Division of Pulmonary, Thoracic Oncology Research Laboratory, University of Pennsylvania School of Medicine, Philadelphia, Pennsylvania 19104, USA.
Mol Ther. 2012 Apr;20(4):736-48. doi: 10.1038/mt.2011.228. Epub 2011 Oct 18.
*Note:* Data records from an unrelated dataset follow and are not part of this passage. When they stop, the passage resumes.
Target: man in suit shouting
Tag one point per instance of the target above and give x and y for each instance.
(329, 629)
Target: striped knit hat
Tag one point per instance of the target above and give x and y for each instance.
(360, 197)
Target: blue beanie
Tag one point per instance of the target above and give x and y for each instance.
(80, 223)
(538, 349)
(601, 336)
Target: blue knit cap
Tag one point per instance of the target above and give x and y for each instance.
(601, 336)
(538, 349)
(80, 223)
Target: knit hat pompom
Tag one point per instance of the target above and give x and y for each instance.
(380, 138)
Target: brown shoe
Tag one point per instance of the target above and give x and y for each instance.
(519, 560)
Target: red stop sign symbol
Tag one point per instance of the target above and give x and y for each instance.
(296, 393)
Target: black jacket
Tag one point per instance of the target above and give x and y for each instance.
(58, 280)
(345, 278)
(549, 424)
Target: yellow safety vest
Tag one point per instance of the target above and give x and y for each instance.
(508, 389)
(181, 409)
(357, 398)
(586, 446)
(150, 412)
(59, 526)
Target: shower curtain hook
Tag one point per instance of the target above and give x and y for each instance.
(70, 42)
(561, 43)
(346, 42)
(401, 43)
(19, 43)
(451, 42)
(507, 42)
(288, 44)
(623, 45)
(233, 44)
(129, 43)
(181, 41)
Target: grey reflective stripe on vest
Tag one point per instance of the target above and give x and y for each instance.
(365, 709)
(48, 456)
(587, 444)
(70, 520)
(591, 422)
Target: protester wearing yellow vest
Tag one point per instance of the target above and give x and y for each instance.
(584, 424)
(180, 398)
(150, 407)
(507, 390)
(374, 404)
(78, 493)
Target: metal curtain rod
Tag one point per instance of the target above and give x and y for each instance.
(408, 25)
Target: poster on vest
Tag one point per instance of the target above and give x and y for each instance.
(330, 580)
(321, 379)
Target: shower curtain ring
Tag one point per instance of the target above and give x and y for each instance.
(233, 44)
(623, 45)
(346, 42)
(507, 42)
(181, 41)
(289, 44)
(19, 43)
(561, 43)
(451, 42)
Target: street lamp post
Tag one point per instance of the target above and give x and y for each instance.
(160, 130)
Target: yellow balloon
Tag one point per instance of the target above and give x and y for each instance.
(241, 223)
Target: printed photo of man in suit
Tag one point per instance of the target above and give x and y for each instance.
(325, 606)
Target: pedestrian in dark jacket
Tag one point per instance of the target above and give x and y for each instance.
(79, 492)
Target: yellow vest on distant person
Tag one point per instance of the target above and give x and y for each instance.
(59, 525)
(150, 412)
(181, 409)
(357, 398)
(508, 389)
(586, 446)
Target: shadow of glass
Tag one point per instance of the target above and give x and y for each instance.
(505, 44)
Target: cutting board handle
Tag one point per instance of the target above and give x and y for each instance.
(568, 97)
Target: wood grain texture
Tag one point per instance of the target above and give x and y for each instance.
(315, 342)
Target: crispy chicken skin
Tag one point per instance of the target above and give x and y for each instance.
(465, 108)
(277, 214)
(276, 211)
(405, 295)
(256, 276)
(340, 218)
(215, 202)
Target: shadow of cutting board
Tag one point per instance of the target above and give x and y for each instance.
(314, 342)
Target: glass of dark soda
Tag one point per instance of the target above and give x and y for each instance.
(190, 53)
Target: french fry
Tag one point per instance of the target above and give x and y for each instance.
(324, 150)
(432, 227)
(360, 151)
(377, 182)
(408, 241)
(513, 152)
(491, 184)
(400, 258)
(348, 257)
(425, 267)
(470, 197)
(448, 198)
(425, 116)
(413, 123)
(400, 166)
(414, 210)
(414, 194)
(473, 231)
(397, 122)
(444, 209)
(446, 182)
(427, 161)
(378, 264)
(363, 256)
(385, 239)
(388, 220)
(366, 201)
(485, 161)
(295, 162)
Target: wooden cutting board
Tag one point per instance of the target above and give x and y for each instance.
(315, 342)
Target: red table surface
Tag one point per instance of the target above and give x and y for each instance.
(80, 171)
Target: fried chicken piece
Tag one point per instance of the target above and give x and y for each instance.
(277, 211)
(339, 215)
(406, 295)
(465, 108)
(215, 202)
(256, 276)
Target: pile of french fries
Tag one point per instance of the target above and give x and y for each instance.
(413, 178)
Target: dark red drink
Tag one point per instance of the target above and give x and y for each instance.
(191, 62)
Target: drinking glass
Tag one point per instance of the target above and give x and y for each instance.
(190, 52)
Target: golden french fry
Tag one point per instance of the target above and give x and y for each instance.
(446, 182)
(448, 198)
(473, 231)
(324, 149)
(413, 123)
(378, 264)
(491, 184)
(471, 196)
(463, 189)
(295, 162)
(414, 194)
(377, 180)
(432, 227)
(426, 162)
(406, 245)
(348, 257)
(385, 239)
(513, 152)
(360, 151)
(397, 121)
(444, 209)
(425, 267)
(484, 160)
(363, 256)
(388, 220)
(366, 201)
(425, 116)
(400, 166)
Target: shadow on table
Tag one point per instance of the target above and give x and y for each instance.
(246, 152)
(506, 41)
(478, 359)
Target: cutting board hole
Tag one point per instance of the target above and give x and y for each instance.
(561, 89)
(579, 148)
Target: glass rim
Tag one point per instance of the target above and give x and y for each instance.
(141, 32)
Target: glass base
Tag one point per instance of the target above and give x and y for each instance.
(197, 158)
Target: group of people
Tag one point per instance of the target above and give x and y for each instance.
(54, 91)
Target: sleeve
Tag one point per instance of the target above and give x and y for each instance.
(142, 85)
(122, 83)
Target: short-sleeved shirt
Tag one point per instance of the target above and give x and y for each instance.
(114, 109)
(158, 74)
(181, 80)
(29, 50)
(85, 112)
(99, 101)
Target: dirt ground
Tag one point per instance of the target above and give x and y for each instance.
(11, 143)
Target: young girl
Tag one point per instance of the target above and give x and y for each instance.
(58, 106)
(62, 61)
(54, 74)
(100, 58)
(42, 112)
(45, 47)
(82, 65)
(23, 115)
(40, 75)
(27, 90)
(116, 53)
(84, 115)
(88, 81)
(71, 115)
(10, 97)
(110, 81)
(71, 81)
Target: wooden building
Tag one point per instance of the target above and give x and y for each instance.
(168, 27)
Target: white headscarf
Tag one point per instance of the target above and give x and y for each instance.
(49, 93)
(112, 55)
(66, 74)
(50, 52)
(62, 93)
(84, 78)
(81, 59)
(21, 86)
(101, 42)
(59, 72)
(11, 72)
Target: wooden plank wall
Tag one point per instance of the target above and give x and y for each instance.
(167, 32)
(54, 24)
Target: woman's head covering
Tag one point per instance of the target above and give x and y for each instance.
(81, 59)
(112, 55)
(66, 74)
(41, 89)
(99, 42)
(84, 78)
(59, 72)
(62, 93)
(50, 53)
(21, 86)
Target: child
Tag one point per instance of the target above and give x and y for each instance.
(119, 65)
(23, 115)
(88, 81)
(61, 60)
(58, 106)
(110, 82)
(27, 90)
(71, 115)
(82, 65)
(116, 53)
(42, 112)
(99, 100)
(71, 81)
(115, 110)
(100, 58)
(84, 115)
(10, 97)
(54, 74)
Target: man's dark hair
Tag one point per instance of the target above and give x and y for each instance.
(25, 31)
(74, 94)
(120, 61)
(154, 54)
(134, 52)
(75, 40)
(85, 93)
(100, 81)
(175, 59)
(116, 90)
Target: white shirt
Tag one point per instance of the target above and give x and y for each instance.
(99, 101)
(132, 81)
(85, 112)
Since previous work using a nonreplicating adenovirus-expressing mouse interferon-β (Ad.mIFNβ) showed promising preclinical activity, we postulated that a vector-expressing IFNβ at high levels that could also replicate would be even more beneficial. Accordingly a replication competent, recombinant vaccinia viral vector-expressing mIFNβ (VV.mIFNβ) was tested. VV.mIFNβ-induced antitumor responses in two syngeneic mouse flank models of lung cancer. Although VV.mIFNβ had equivalent in vivo efficacy in both murine tumor models, the mechanisms of tumor killing were completely different. In LKRM2 tumors, viral replication was minimal and the tumor killing mechanism was due to activation of immune responses through induction of a local inflammatory response and production of antitumor CD8 T-cells. In contrast, in TC-1 tumors, the vector replicated well, induced an innate immune response, but antitumor activity was primarily due to a direct oncolytic effect. However, the VV.mIFNβ vector was able to augment the efficacy of an antitumor vaccine in the TC-1 tumor model in association with increased numbers of infiltrating CD8 T-cells. These data show the complex relationships between oncolytic viruses and the immune system which, if understood and harnessed correctly, could potentially be used to enhance the efficacy of immunotherapy.
由于先前使用表达鼠干扰素-β(Ad.mIFNβ)的非复制型腺病毒的工作显示出有希望的临床前活性,我们推测能够高水平复制的表达 IFNβ 的载体将会更有益。因此,测试了一种复制型、重组痘苗病毒载体表达的 mIFNβ(VV.mIFNβ)。VV.mIFNβ 在两种肺癌同基因小鼠侧翼模型中诱导抗肿瘤反应。尽管 VV.mIFNβ 在两种小鼠肿瘤模型中具有同等的体内疗效,但肿瘤杀伤机制完全不同。在 LKRM2 肿瘤中,病毒复制很少,肿瘤杀伤机制是通过诱导局部炎症反应和产生抗肿瘤 CD8 T 细胞来激活免疫反应。相比之下,在 TC-1 肿瘤中,该载体复制良好,诱导先天免疫反应,但抗肿瘤活性主要归因于直接溶瘤作用。然而,VV.mIFNβ 载体能够增强 TC-1 肿瘤模型中抗肿瘤疫苗的疗效,同时增加浸润的 CD8 T 细胞数量。这些数据显示了溶瘤病毒与免疫系统之间的复杂关系,如果能够正确理解和利用,可能会增强免疫疗法的疗效。